Meanwhile, in New Haven
Yale announced the end of the "quiet phase" of its fundraising campaign, which aspires to raise $3 billion for the university. Thus far,
Yale has raised $1.3 billion of that sum; it has five years to make up the rest. Sounds to me like they've understated their target so they can surprise with their results...
(Oh, and look—there's Sam Waterston again, speaking at Yale not long after speaking at Groton...)
Meanwhile, here's
a statement from the Yale Daily News that you'll never see at Harvard:
During the meeting [of the Yale Corporation], the University's highest decision-making body approved a much-debated amendment to Yale's official nondiscrimination policy, deliberated on the question of early admissions, and discussed the state of several ongoing and future campus construction projects.

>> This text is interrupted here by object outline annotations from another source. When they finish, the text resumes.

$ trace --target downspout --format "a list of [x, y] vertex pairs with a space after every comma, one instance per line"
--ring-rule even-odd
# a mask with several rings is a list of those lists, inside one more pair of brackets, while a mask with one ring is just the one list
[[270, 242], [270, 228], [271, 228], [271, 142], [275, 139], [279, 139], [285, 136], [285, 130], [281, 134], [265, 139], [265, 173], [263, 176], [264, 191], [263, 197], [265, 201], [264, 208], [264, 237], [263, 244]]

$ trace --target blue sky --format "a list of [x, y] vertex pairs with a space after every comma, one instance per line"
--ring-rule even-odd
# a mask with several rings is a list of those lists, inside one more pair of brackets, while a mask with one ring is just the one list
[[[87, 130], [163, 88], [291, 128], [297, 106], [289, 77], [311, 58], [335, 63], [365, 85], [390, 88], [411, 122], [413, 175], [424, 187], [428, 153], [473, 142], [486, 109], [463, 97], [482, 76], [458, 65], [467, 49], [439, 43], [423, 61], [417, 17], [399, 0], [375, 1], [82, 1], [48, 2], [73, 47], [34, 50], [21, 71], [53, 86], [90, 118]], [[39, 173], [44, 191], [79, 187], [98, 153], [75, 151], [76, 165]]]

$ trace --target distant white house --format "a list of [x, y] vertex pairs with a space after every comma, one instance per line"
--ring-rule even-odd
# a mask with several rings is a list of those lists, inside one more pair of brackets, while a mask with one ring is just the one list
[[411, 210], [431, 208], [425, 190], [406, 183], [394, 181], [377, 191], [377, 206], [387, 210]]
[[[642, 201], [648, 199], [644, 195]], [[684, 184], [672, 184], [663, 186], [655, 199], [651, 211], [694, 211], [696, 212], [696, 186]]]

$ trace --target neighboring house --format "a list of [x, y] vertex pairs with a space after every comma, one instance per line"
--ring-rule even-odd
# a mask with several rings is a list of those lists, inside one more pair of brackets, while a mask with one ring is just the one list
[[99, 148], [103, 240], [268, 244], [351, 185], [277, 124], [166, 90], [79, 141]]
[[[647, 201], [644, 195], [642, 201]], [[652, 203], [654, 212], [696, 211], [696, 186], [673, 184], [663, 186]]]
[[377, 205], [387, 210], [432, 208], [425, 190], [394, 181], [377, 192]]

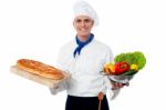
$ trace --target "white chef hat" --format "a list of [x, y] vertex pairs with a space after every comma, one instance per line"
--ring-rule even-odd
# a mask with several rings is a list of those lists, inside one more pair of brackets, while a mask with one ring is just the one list
[[74, 18], [77, 16], [87, 16], [94, 21], [94, 26], [98, 24], [98, 16], [95, 10], [85, 1], [77, 1], [74, 7]]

Why won't you see it at Harvard? Because Harvard's Corporation is unhealthily obsessed with secrecy—not as a means of promoting better policy-making, but as a way of covering its own ass and avoiding accountability.

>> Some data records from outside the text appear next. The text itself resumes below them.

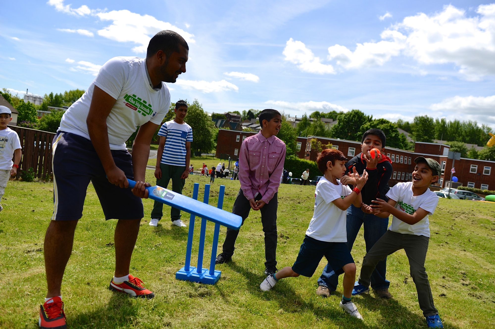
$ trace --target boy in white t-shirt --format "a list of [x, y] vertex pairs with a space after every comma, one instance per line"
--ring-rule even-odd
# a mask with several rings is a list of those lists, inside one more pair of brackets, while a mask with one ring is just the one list
[[[7, 126], [12, 121], [12, 112], [6, 106], [0, 106], [0, 202], [11, 176], [17, 174], [21, 161], [21, 142], [17, 133]], [[14, 158], [12, 162], [12, 158]], [[3, 207], [0, 205], [0, 211]]]
[[[156, 185], [167, 188], [172, 179], [172, 190], [182, 194], [186, 178], [193, 172], [191, 160], [191, 143], [193, 128], [184, 122], [187, 115], [187, 103], [180, 100], [175, 103], [175, 118], [161, 125], [158, 132], [160, 143], [156, 156], [155, 177]], [[151, 213], [150, 226], [156, 226], [163, 215], [163, 204], [155, 201]], [[172, 207], [170, 209], [172, 225], [185, 227], [181, 220], [181, 210]]]
[[352, 295], [369, 290], [370, 278], [379, 261], [395, 251], [404, 249], [409, 259], [411, 277], [416, 285], [419, 307], [429, 328], [444, 328], [438, 311], [433, 304], [433, 297], [425, 259], [430, 240], [428, 215], [433, 214], [438, 197], [430, 190], [430, 184], [441, 174], [440, 164], [430, 158], [418, 157], [412, 181], [398, 183], [387, 193], [388, 202], [377, 199], [367, 210], [382, 218], [393, 215], [389, 230], [373, 245], [363, 259], [359, 278]]
[[368, 173], [365, 169], [360, 177], [354, 169], [350, 174], [353, 177], [346, 176], [351, 178], [356, 186], [351, 190], [339, 180], [346, 172], [345, 160], [342, 152], [333, 149], [324, 150], [318, 155], [318, 167], [325, 176], [316, 184], [313, 218], [306, 231], [297, 258], [292, 267], [287, 266], [267, 277], [259, 288], [268, 291], [283, 278], [300, 275], [310, 277], [324, 256], [332, 268], [339, 269], [341, 274], [345, 273], [340, 307], [351, 316], [362, 319], [356, 306], [350, 301], [356, 265], [346, 245], [346, 211], [351, 204], [359, 207], [362, 205], [359, 193], [368, 180]]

As a result, the Harvard Corporation refuses to issue statements about its deliberations, even ones that are as innocuous as the one above.
By the way, the change in nondiscrimination policy? It's adding the phrase "gender identity or expression" to the list of groups (women, gays, minorities, veterans etc.) that Yale won't discriminate against. I'm assuming this means cross-dressers and transgendered people—the move was promoted by a Yale group called the Queer Political Action Committee—but honestly, I'm not really sure.